Du côté lévisien, la dernière synthèse historique, l’Histoire de la seigneurie de Lauzon, de Joseph-Edmond Roy, qui s’arrête en 1837, est parue entre 1897 et 1904. Depuis longtemps épuisée et presque oubliée, elle fut rééditée en 1984 grâce à l’initiative de la Société d’histoire régionale de Lévis. La même année paraissait Le fleuve et sa rive droite, une série de cinq brochures qui retracent de façon thématique les grandes étapes de l’histoire de ce littoral en s’appuyant notamment sur les travaux pionniers de Joseph-Edmond, Pierre-Georges et Léon Roy, et aussi du géographe Raoul Blanchard. Du côté de Lotbinière, bien que plusieurs monographies seigneuriales et paroissiales aient été publiées, il n’existe aucun essai de synthèse historique pour l’ensemble du comté. La Bibliographie de la Rive-Sud de Québec (LévisLotbinière), publiée en 1989 par l’IQRC, représente le premier effort de recherche systématique devant conduire à la production de l’Histoire de Lévis-Lotbinière.

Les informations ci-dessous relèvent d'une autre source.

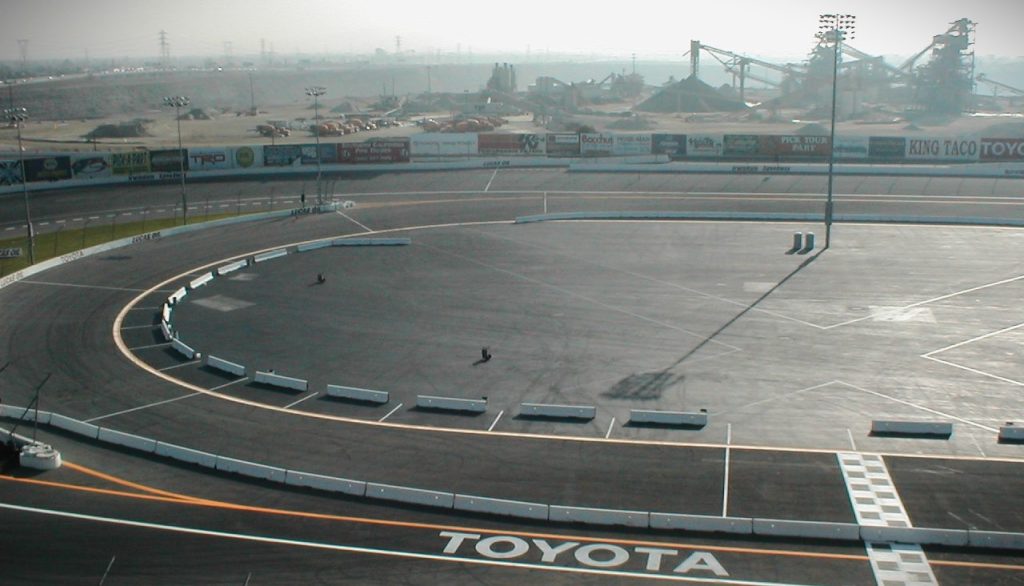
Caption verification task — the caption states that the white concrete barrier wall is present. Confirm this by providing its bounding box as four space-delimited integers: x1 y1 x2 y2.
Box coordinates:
630 409 708 427
254 371 309 390
367 483 455 509
454 495 548 520
519 403 597 419
548 505 650 529
416 394 487 413
650 512 754 535
753 518 860 541
50 413 99 440
253 248 288 262
327 384 391 404
206 354 246 376
285 470 367 497
217 456 286 483
188 273 213 289
96 427 157 454
217 259 249 276
871 419 953 436
171 338 196 360
156 442 217 468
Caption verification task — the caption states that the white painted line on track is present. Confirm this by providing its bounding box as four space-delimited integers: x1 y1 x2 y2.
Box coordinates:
284 390 319 409
487 409 505 431
85 391 202 423
377 403 402 421
0 503 798 586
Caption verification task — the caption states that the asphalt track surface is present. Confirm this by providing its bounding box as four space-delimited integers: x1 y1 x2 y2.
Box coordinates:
0 170 1024 584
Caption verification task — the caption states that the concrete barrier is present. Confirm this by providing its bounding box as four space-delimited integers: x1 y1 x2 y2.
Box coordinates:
416 394 487 413
50 413 99 440
253 248 288 262
548 505 650 529
295 240 331 252
871 419 953 437
216 456 286 483
967 529 1024 549
217 258 249 277
327 384 391 404
860 525 968 546
999 423 1024 443
753 518 860 541
285 470 367 497
331 238 413 246
188 273 213 290
650 512 754 535
96 427 157 454
519 403 597 419
454 495 548 520
254 371 309 390
206 354 246 376
367 483 455 509
171 338 196 360
630 409 708 427
156 442 217 468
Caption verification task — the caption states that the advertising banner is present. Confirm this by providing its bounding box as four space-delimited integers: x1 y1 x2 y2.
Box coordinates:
611 134 650 156
867 136 906 161
71 153 114 179
263 144 301 167
188 149 232 171
25 157 71 182
0 161 22 185
761 134 829 158
150 149 188 173
545 132 580 157
906 138 981 161
111 151 151 175
650 134 686 161
410 132 478 157
686 134 725 157
477 132 545 155
979 138 1024 161
580 132 615 157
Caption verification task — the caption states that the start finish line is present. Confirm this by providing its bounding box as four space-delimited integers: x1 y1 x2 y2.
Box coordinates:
439 531 729 578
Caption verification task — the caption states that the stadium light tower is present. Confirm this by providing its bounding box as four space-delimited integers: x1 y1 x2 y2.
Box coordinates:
306 86 327 205
3 108 36 264
164 95 191 224
818 13 857 248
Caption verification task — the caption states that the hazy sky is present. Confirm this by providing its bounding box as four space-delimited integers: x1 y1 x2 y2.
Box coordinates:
6 0 1024 59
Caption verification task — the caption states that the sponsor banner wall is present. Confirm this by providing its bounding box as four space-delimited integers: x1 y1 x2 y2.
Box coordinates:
979 138 1024 162
580 132 615 157
545 132 580 157
150 149 188 173
650 134 686 161
836 136 868 159
231 144 263 169
477 132 545 155
686 134 725 157
71 153 114 179
906 137 981 161
611 134 650 156
25 157 71 181
263 144 302 167
111 151 151 175
188 149 234 171
867 136 906 161
409 132 478 157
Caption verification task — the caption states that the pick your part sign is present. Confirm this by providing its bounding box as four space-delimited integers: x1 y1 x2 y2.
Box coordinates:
440 531 729 578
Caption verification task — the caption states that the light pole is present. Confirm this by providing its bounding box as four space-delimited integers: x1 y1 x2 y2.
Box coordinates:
818 14 857 248
4 108 36 264
306 86 327 205
164 95 191 224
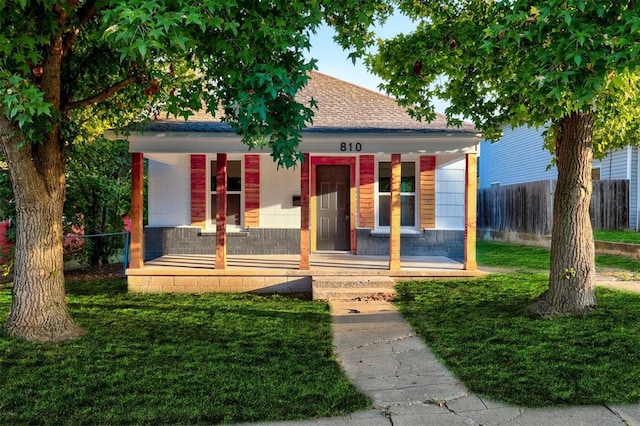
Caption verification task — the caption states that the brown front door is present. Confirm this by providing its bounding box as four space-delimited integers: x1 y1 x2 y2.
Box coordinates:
316 166 351 251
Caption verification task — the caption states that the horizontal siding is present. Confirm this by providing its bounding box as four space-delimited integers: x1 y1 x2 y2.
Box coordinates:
147 154 191 226
593 148 629 180
479 127 557 188
436 156 465 229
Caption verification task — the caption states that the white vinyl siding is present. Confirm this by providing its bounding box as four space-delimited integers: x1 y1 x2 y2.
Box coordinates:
479 127 558 188
260 155 300 229
147 154 191 227
436 156 466 229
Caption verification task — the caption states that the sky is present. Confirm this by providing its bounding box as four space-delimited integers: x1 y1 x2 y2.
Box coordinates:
308 14 447 113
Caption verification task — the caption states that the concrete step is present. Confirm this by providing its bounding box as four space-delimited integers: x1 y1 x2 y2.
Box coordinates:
312 277 395 300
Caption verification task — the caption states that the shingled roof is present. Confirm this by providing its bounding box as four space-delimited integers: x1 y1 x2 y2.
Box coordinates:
146 72 477 133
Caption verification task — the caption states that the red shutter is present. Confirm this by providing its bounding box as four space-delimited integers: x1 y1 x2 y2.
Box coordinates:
359 155 375 229
191 154 207 228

Cet ouvrage, qui totalise vingt chapitres regroupés en quatre parties, retrace le cheminement de la région depuis l’époque paléoamérindienne jusqu’à nos jours. C’est dans la seconde moitié du XVIIe siècle que s’amorce lentement le peuplement permanent. La mise en place du régime seigneurial et les premières exploitations des ressources fluviales, notamment la pêche à l’anguille, font apparaître les premiers traits communs à Lévis et à Lotbinière. Au XIXe siècle, l’exploitation forestière des seigneuries de la région découle d’une gestion similaire de la part des seigneurs entrepreneurs qui profitent du commerce du bois déployé dans le port de Québec. C’est de cette époque qu’émergera le caractère industriel et urbain du littoral lévisien, alors que Lotbinière conservera jusqu’à nos jours sa vocation agricole.
À eux seuls, les toponymes sont des repères évocateurs de cette évolution régionale. Lotbinière rappelle le cadre seigneurial du peuplement d’origine et dont il conserve encore les traces dans la configuration de ses [15] rangs et dans l’architecture de ses bâtiments historiques. Levis rappelle l’émergence, en 1861, de la première ville de la rive sud favorisée par son terminus de chemin de fer et par l’effervescence de la construction navale, une industrie qui demeure toujours un de ses traits distinctifs. Avec cette double configuration rurale et urbaine, Lévis-Lotbinière conserve ainsi une physionomie caractéristique de son évolution historique. En rappelant les grandes étapes de ce cheminement qui conduit d’hier à aujourd’hui, de la campagne à la ville, cette histoire régionale se veut une contribution à la connaissance des pays du Québec.